SCOTLAND’S partisans love to talk about corruption. That is, they love to accuse their opponents of it.
In our tiresomely tribalistic politics, sleaze is just another kind of mud for slinging across the constitutional divide. It’s no longer enough just to disagree with our fellow Scots. We have to debase them too.
So Labour councils are always “corrupt”, Tories are “really” working for their friends in big business and SNP MPs are inevitably “on the make”, at least according to social media. Such are the hopelessly stupid sweeping generalisations polluting our public life.
As we brace ourselves for both Brexit itself and a General Election about Brexit, this empty political banter might just be getting in the way of a serious conversation about Scotland and Britain’s role in global corruption.
There is a lot to talk about. The UK wing of international anti-corruption movement Transparency wants Scots to write to their Westminster candidates demanding what they intend to do about issues like Britain’s booming industry in brass plate shell firms.
This includes Scottish limited partnerships, or SLPs – the tax haven firms exposed in scandal after scandal in this newspaper for two years and described by Transparency as “fast becoming a home-grown secrecy vehicle”.

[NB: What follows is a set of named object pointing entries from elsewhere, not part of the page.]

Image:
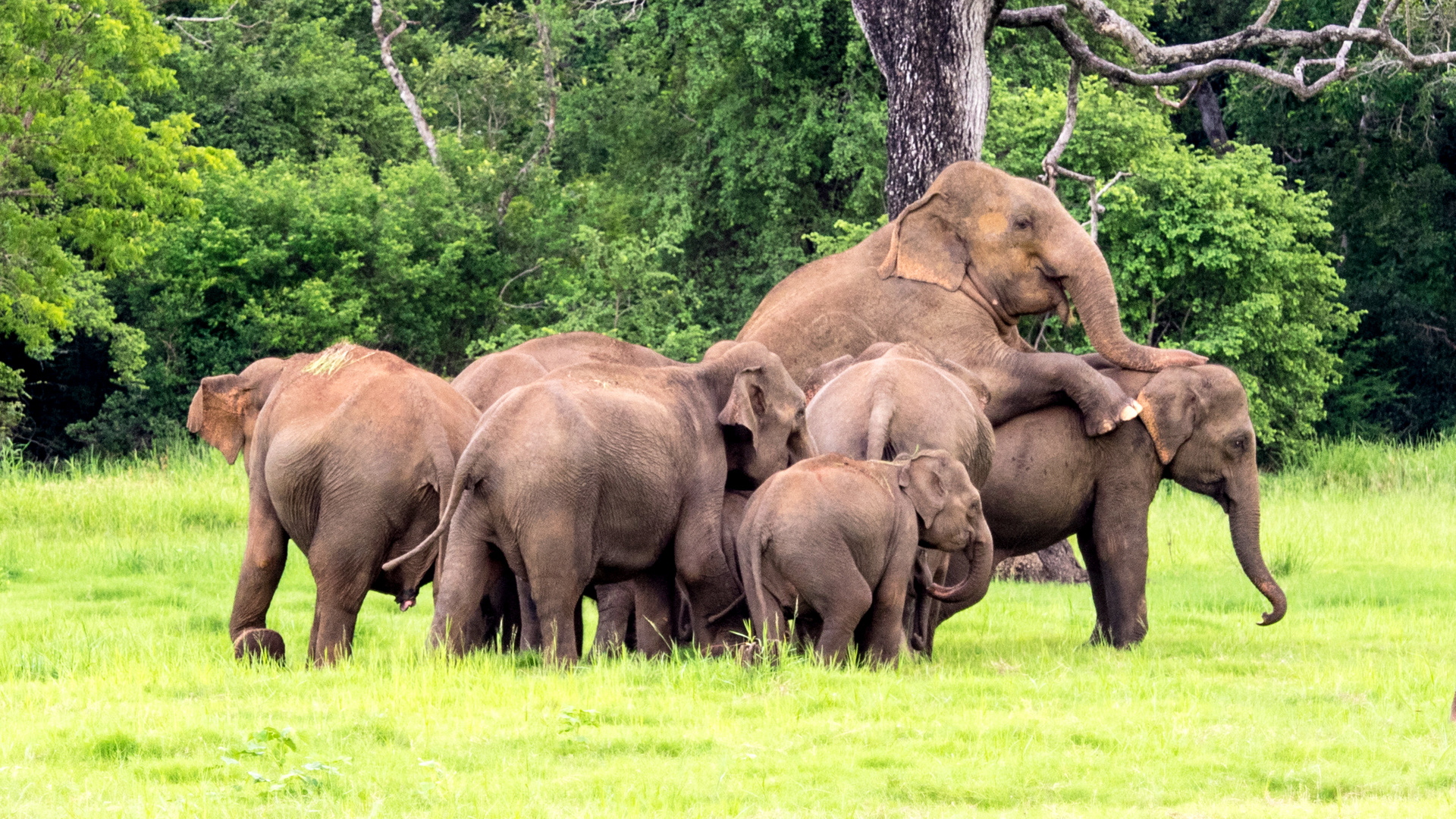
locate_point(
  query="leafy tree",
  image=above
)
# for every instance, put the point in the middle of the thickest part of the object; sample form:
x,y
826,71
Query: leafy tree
x,y
82,184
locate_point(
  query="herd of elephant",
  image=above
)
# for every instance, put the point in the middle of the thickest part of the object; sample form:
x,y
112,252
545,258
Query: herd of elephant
x,y
845,474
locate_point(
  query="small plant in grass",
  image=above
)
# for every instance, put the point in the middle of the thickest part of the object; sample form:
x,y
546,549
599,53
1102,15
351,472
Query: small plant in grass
x,y
274,745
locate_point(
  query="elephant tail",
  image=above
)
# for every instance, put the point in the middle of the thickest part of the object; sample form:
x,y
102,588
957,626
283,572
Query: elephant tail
x,y
881,411
449,502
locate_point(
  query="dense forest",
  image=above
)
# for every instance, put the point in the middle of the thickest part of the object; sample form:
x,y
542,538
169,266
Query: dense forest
x,y
187,187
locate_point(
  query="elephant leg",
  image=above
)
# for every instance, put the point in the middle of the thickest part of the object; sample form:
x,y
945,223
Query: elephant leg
x,y
469,570
1122,547
701,564
344,560
1022,382
264,558
653,594
557,558
835,589
615,611
1103,632
530,639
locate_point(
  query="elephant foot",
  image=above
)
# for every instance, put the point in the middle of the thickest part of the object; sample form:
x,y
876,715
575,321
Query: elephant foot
x,y
1122,409
259,643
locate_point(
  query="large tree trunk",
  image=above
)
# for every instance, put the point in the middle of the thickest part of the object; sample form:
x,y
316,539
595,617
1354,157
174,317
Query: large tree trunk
x,y
932,55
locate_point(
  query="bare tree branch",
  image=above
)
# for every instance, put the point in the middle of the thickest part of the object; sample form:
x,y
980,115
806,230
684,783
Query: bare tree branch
x,y
549,74
511,280
386,55
1049,164
1207,58
1181,102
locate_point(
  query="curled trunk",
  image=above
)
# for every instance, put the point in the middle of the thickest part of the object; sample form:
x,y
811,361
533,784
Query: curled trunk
x,y
1091,287
982,556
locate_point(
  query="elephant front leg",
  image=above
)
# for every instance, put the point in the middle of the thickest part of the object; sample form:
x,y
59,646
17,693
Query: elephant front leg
x,y
1103,630
1122,547
264,558
1022,382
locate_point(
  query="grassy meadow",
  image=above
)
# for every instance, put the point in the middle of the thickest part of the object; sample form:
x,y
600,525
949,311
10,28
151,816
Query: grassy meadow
x,y
120,694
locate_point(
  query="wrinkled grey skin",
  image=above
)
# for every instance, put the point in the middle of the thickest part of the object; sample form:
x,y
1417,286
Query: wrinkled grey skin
x,y
726,611
484,382
1050,482
899,398
839,538
603,472
350,457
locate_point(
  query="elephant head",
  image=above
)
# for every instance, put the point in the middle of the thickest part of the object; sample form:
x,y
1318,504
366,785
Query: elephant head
x,y
764,419
1199,419
224,409
1011,246
949,515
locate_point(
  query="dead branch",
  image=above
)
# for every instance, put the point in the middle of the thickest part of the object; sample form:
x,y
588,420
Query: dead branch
x,y
386,55
1181,102
525,273
549,120
1207,58
1049,164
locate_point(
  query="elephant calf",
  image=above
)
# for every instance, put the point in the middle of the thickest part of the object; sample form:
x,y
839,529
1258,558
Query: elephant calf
x,y
840,537
1050,482
348,452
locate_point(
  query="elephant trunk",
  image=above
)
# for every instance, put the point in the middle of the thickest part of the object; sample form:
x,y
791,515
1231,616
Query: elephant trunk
x,y
1090,281
981,553
1244,526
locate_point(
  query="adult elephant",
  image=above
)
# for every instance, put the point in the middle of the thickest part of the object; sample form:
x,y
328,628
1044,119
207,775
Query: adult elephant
x,y
485,381
952,273
897,400
1050,482
604,472
348,452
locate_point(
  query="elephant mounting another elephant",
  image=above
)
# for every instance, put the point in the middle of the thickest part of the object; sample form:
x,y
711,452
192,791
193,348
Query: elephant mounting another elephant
x,y
952,273
1050,482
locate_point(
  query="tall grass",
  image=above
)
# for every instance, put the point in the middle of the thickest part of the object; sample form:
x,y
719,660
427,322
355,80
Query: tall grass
x,y
121,697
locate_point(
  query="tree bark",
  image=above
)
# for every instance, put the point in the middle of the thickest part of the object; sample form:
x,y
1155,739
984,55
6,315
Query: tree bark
x,y
1053,564
932,55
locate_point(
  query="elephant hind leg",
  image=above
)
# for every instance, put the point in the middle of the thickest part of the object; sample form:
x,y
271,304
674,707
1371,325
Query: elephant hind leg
x,y
344,558
557,556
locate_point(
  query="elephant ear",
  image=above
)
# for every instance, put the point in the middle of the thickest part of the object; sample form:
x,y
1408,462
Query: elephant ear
x,y
747,401
925,483
925,246
218,414
1171,410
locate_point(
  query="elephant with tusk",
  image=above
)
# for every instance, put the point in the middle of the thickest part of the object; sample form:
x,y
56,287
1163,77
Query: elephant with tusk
x,y
952,273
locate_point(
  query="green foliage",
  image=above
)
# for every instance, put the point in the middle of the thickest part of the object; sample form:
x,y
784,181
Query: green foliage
x,y
1215,254
82,186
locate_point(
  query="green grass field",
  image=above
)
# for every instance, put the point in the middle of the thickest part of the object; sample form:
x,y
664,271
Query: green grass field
x,y
120,694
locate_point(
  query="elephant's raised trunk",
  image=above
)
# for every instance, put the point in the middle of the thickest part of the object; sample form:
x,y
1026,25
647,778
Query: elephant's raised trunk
x,y
1244,526
1091,287
981,553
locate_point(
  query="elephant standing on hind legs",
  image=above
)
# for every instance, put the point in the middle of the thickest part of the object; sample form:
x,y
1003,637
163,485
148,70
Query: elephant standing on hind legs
x,y
1050,482
348,452
952,273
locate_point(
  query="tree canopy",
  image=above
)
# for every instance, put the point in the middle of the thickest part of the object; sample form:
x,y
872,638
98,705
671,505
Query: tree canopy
x,y
672,165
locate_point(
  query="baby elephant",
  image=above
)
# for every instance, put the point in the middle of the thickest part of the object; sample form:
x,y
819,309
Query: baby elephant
x,y
839,538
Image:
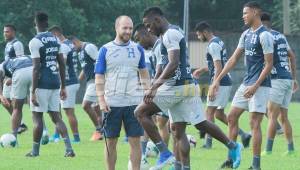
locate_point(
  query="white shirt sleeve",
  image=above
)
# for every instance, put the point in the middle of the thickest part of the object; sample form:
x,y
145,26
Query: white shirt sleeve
x,y
19,48
214,49
267,42
171,39
34,47
242,40
288,47
64,49
92,51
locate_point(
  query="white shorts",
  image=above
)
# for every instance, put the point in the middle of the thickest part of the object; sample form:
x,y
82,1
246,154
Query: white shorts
x,y
257,103
6,91
48,100
69,102
90,92
21,83
183,103
281,92
222,97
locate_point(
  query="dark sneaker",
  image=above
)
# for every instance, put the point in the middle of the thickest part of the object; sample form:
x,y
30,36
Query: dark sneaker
x,y
70,154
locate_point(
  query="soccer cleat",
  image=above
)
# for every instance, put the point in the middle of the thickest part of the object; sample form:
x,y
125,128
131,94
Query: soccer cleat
x,y
45,139
253,168
236,155
227,164
164,159
75,141
265,153
206,146
96,136
22,128
246,140
289,153
31,155
70,154
54,138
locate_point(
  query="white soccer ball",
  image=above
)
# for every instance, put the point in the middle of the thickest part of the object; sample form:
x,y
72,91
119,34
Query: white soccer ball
x,y
151,150
144,165
192,140
8,140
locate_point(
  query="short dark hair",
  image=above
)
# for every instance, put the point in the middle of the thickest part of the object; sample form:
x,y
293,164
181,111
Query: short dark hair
x,y
11,26
56,28
265,16
41,18
139,27
202,26
253,4
153,11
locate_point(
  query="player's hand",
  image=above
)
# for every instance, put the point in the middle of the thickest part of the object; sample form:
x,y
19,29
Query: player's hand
x,y
295,86
104,106
212,91
196,74
34,99
149,95
4,101
8,82
250,91
63,94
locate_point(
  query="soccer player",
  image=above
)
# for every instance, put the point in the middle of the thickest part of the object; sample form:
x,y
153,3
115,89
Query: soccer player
x,y
14,48
175,91
152,42
48,83
72,85
284,83
20,71
253,93
216,57
88,53
117,88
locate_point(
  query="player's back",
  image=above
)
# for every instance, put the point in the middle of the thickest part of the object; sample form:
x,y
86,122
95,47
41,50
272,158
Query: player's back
x,y
173,39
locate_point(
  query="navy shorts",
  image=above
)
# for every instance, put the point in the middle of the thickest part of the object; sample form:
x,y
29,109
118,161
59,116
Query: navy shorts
x,y
119,116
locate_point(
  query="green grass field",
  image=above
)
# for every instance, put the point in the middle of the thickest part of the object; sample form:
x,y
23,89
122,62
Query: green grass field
x,y
89,155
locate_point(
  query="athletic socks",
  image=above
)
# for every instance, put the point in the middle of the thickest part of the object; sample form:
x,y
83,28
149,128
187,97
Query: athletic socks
x,y
36,148
291,146
231,145
144,146
68,144
256,162
269,145
161,146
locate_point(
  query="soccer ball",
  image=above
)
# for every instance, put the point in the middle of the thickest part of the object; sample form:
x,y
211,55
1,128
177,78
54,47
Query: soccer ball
x,y
8,140
151,150
192,140
144,164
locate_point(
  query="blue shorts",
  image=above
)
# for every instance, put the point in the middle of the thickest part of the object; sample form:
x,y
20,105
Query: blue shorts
x,y
119,116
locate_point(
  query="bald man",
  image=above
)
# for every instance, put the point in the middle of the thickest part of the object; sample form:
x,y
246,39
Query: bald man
x,y
117,87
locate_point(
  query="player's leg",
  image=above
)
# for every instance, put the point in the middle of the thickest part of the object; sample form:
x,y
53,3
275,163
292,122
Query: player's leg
x,y
88,100
37,118
162,122
134,131
111,130
273,112
210,116
16,117
182,146
255,123
68,105
288,132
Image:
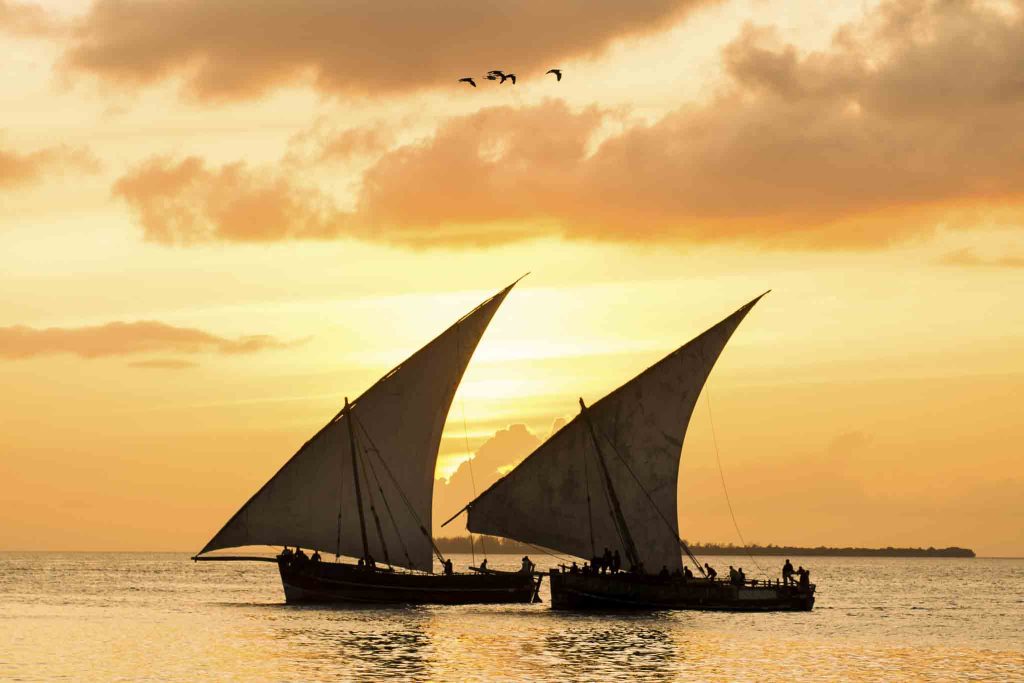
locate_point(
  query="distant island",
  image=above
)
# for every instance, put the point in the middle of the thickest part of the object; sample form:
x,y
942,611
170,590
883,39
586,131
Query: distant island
x,y
461,544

The group’s manifesto, illustrated by men in business suits with their heads buried up to their necks in sand, calls for a shake-up of laws allowing such offshore firms and a tougher, more focused regime to tackle money-laundering.
This is timely. Britain somehow has an image as both having the rule of law and enabling chaos, crime and corruption elsewhere.
Take London’s house market. Transparency last year found more than 40,000 property titles were held by overseas corporations. Of these, 90-odd per cent were registered in a tax haven.
Roberto Galullo of Milan’s Il Sole 24 Ore, Italy’s best financial newspaper, last month described London as an “enormous washing machine for dirty money around, the world, including the Italian mafia”.
Mr Galullo and his colleague Angelo Mancuzzi were speaking after completing an investigation into SLPs, which are increasingly marketed in Italy. Mr Mancuzzi, listing Italian crime groups, said: “There are so many investigations into the mafia, the Camorra and the ‘Ndrangheta that end in Scotland and other territories of the UK.”
Right now Scotland and the UK are in the EU. That makes our loose company and property laws attractive in the safe haven of the world’s richest trading bloc. But what happens when we leave? Some think the dirty money might go elsewhere. Mr Galullo and Mr Mancuzzi are not so sure. They see Brexit posing a danger as Britain becomes an offshore island of Europe in more senses than one.
Me? I think our politicians need to get wise to this. There will be people who wish to influence them in to keeping soft-touch regulation as Brexit becomes a reality. Those of us who want to fight corruption should get in first. Why not drop your next MP an email?